To determine the energy provided by the clothes dryer, we first need to calculate the power (in watts) it uses. Power can be calculated using Ohm's Law and the formula for electrical power:
\[ P = \frac{V^2}{R} \]
Where:
- \( P \) is the power in watts
- \( V \) is the voltage in volts
- \( R \) is the resistance in ohms
Given:
- \( V = 110.0 , \text{V} \)
- \( R = 50.0 , \Omega \)
Substituting the values into the formula:
\[ P = \frac{(110.0)^2}{50.0} \]
Calculating \( 110.0^2 \):
\[ 110.0^2 = 12100 , \text{V}^2 \]
Now substituting back:
\[ P = \frac{12100}{50.0} = 242 , \text{W} \]

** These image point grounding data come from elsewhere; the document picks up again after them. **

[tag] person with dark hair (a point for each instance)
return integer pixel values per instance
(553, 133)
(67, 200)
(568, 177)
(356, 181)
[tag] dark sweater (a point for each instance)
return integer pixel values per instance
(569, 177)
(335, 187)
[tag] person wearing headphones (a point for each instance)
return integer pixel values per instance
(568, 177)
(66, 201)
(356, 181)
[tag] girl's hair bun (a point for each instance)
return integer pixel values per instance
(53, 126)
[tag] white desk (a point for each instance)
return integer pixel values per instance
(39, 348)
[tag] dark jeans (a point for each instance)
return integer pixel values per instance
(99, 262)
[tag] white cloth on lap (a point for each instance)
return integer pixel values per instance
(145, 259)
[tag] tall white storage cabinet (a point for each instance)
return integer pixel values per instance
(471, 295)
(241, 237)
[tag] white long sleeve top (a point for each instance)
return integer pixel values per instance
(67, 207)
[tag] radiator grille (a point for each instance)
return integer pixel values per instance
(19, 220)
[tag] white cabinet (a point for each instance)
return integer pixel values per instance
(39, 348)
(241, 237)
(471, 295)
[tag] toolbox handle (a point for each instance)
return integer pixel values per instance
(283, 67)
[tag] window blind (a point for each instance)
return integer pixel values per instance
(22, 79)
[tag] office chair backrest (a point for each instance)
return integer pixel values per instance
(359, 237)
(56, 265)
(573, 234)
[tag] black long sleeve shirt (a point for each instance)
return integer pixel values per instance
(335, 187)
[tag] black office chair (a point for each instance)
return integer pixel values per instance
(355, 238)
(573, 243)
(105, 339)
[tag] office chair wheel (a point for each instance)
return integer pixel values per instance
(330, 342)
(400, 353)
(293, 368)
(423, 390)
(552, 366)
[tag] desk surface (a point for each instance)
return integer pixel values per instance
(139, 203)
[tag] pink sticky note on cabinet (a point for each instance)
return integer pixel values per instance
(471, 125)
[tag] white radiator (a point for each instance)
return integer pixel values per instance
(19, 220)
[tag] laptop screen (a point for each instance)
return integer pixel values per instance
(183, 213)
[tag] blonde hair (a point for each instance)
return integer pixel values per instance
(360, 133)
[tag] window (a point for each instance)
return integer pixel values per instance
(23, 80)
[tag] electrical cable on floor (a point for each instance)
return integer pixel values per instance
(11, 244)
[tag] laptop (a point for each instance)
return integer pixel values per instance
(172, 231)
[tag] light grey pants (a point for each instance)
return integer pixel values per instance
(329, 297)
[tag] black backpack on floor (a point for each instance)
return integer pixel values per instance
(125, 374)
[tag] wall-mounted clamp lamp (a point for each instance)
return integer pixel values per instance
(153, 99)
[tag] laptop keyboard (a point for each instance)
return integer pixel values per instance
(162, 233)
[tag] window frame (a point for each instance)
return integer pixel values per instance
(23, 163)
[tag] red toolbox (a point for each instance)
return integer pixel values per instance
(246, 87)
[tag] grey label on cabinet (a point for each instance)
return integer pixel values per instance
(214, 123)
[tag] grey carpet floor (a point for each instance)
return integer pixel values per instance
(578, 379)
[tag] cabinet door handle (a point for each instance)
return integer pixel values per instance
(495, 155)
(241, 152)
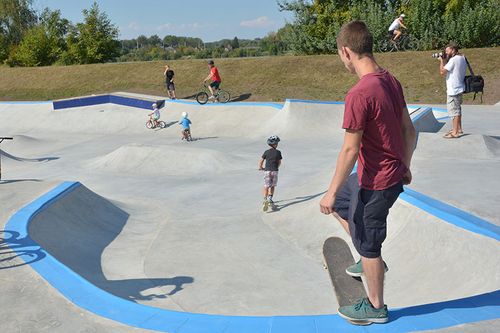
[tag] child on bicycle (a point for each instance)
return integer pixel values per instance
(155, 115)
(215, 77)
(186, 127)
(394, 28)
(273, 159)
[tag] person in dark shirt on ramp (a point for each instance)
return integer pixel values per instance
(169, 81)
(273, 159)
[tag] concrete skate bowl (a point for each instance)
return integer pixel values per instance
(156, 160)
(439, 293)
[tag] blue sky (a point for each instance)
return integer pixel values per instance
(208, 20)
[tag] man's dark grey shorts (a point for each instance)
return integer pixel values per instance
(366, 212)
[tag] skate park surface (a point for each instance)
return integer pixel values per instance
(117, 228)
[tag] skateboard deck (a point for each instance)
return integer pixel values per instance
(338, 257)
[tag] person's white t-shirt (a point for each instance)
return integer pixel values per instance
(455, 75)
(395, 25)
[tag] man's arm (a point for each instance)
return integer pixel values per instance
(409, 136)
(442, 63)
(261, 164)
(347, 158)
(208, 77)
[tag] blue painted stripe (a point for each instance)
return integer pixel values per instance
(314, 101)
(86, 295)
(425, 111)
(25, 102)
(189, 102)
(451, 214)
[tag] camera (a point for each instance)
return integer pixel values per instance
(439, 55)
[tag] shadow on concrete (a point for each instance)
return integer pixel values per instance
(78, 227)
(280, 204)
(470, 303)
(7, 181)
(21, 159)
(193, 96)
(18, 251)
(205, 138)
(242, 97)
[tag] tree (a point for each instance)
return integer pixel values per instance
(235, 43)
(155, 41)
(96, 40)
(16, 17)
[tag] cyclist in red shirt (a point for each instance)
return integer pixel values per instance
(215, 77)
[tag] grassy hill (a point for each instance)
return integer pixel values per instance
(254, 79)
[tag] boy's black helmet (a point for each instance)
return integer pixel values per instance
(272, 140)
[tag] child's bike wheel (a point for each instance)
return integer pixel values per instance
(223, 96)
(202, 97)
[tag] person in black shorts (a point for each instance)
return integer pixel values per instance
(273, 159)
(169, 81)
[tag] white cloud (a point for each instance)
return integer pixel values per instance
(259, 22)
(134, 26)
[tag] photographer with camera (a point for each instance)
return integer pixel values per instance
(454, 66)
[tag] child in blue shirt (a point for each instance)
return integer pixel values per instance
(186, 127)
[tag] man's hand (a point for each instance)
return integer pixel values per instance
(326, 204)
(407, 177)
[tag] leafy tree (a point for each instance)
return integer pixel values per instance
(155, 41)
(235, 44)
(96, 40)
(16, 17)
(34, 50)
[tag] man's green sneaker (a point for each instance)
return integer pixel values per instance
(356, 270)
(363, 313)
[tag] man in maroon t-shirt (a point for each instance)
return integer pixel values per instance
(214, 77)
(380, 136)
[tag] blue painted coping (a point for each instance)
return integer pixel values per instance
(87, 296)
(188, 102)
(25, 102)
(103, 99)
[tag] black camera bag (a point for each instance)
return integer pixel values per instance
(473, 83)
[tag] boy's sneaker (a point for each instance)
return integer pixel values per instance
(356, 270)
(363, 313)
(265, 205)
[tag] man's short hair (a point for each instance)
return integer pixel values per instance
(453, 45)
(356, 36)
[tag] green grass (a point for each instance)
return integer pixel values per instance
(262, 79)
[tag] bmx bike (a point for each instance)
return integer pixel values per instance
(221, 96)
(152, 124)
(403, 43)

Now that we have the power in watts, we can calculate the total energy provided by the clothes dryer over 10.0 seconds using the formula for energy:
\[ E = P \times t \]
Where:
- \( E \) is the energy in joules
- \( P \) is the power in watts
- \( t \) is time in seconds
Given that \( t = 10.0 , \text{s} \):
\[ E = 242 , \text{W} \times 10.0 , \text{s} = 2420 , \text{J} \]
Thus, the energy provided by the clothes dryer in 10.0 seconds is 2,420 joules.
Answer choice: 2,420 joules.